Description
From 78 to stereo, this is Sir Malcolm Sargent's Decca legacy reissued complete, including several recordings new to CD.
Sargent's broad repertoire and warm rapport with audiences made him easy to underestimate. Yet Schnabel and Toscanini, among other celebrated foreign musicians, held him in the highest regard. This new Eloquence collection of the conductor's Decca recordings should help modern listeners to understand and share Schnabel's admiration.
In his booklet essay, David Patmore tells the story of Sargent's early career as an organist and rapid rise as a conductor in his 20s, leading the Ballets russes, Wagner's Mastersingers and a popular series of children's concerts. Having made records since the 1920s, he was an experienced conductor in the studio by the time he began recording for Decca, directly after the war.
These 78-era sessions included symphonies by Haydn, Beethoven and Schubert as well as overtures by Rossini and Suppe, several of them never reissued until now. They reveal what a direct and unmannered interpreter Sargent could be in canon repertoire, coaching orchestras to achieve the highest technical standards. He was always a dynamic conductor of English music: his Decca recordings of Holst's Planets, Elgar's Enigma Variations and Coronation Marches have lost none of their rhythmic drive and intensity.
Sargent's concerto sessions with Sir Clifford Curzon (in Rawsthorne), Max Rostal (Bartok), Ida Haendel (Mendelssohn) and Ruggero Ricci (Tchaikovsky and Dvorak) bear out his reputation as a sympathetic accompanist. 'Messiah and Mikado' was how the conductor summed up his strengths in the eyes of the wider public: the box includes rare 1946 recordings of Handel arias and choruses featuring Kathleen Ferrier, as well as a live 1949 recording of Sargent accompanying her in his own orchestration of Brahms' Four Serious Songs.

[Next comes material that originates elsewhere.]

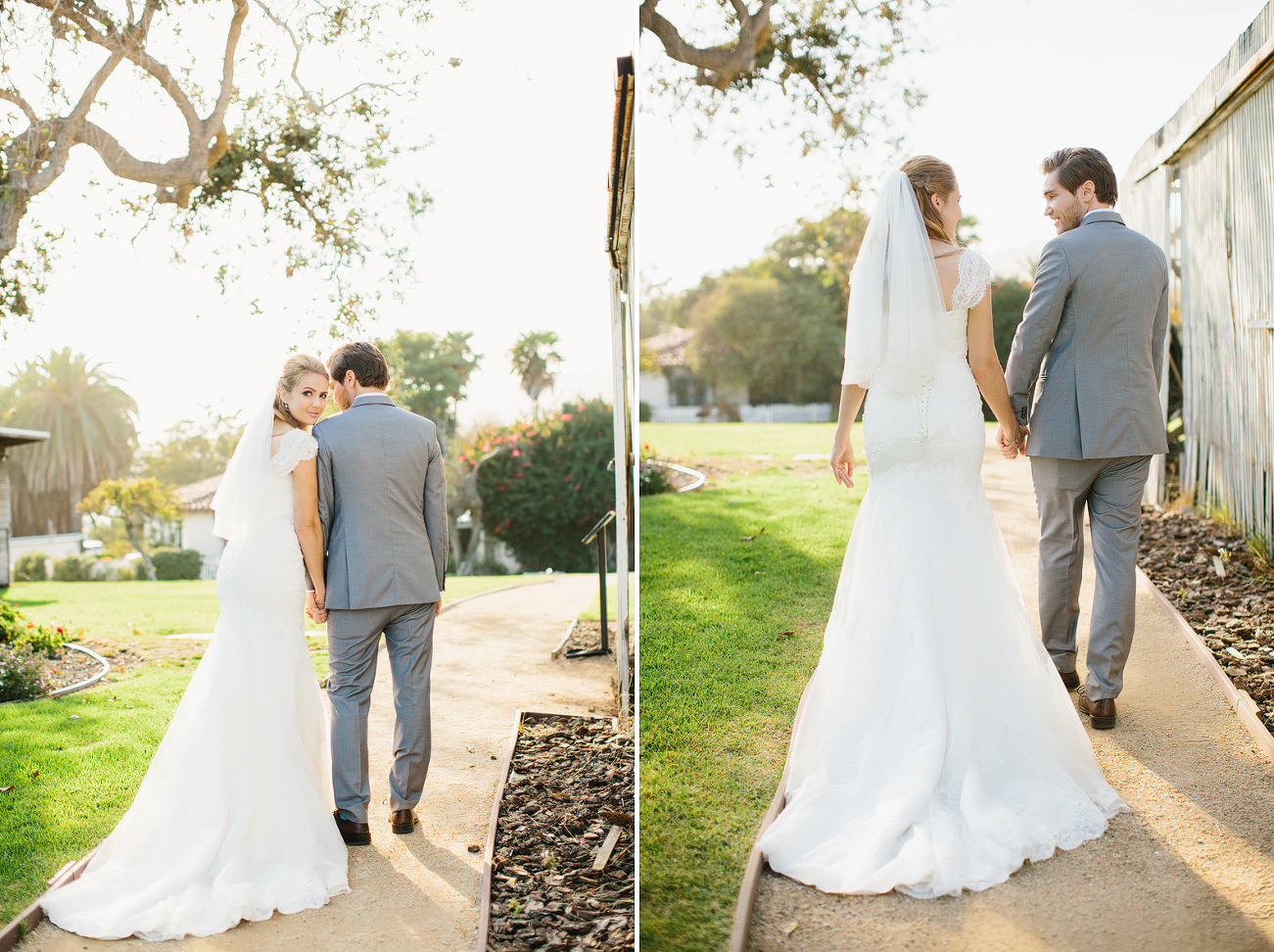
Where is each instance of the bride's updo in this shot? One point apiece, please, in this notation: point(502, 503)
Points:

Having comprehensively covered the light operas of Gilbert and Sullivan for HMV, Sargent remade both Yeoman of the Guard and Princess Ida for Decca in 1964-65. These records movingly document the final chapter in the conductor's career-long affinity with G&S, now leading the Royal Philharmonic Orchestra and first-rate casts which include Elizabeth Harwood and Donald Adams in the principal roles of both works. Sargent was a conductor for all seasons, and this Eloquence box takes the measure of him.